Hrishikesh Gadekar; Nikhil Bugalia

Abstract:

Identifying efficient processes for classifying text-based safety reports using Machine-Learning (ML) is an essential area of research. However, much of the previous work on the topic relies on supervised learning approaches, which are often manually intensive and require large volumes of pre-labeled data. To achieve reduced requirements for human intervention during the classification process, the current study tests the applicability and validity of a state-of-the-art unsupervised learning approach, i.e., Yet Another Keyword Extractor (YAKE) integrated with Guided Latent Dirichlet allocation (GLDA). The current study is the first known application of the approach for the construction sector.
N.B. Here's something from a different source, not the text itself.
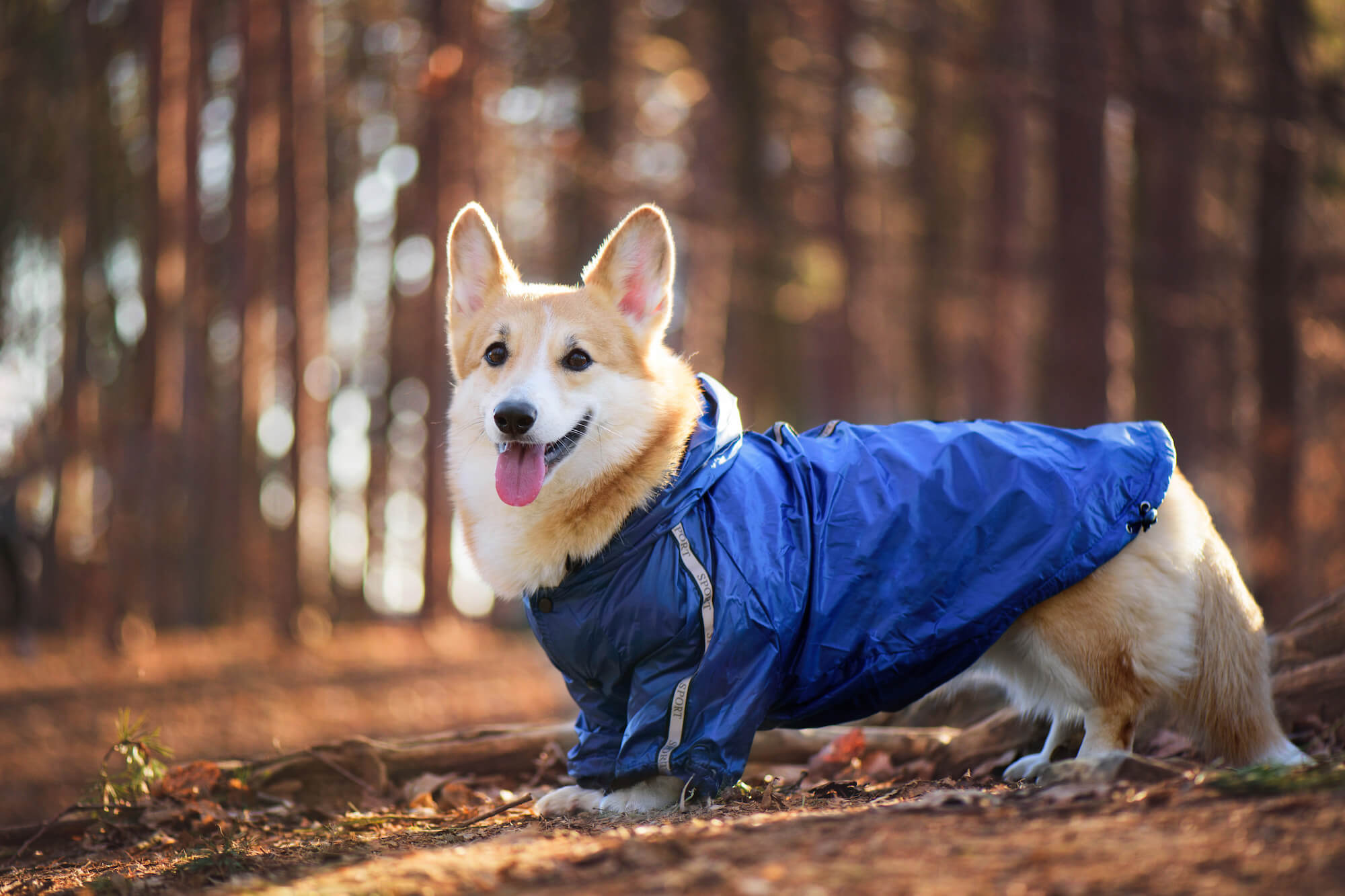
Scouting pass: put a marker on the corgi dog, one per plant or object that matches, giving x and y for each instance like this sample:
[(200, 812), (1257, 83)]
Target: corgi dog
[(688, 603)]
Web-based, readily accessible information is used to develop a domain corpus. The keywords obtained from the domain corpus using YAKE are seeded in GLDA to classify nearly 13,000 safety reports from two different datasets in 4 commonly used category labels. The study demonstrates that moderate to high classification performance is achievable through the YAKE-GLDA approach. A high F1 score of 0.82 for the Personal-protective equipment category and a total F1 score of 0.62 is achievable. Furthermore, the same domain corpus helps achieve good classification performance across different datasets, highlighting the generalizability of the YAKE-GLDA approach. However, results from novel sensitivity analysis show a non-generalizable trend for sensitivity to hyperparameters. Hence attention is warranted for potential consistency issues facing the approach. The preliminary results demonstrate outstanding potential for the YAKE-GLDA approach for wide-ranging adoption in the construction industry. However, future work should also focus on more granular classification labels applications and improving classification efficiency.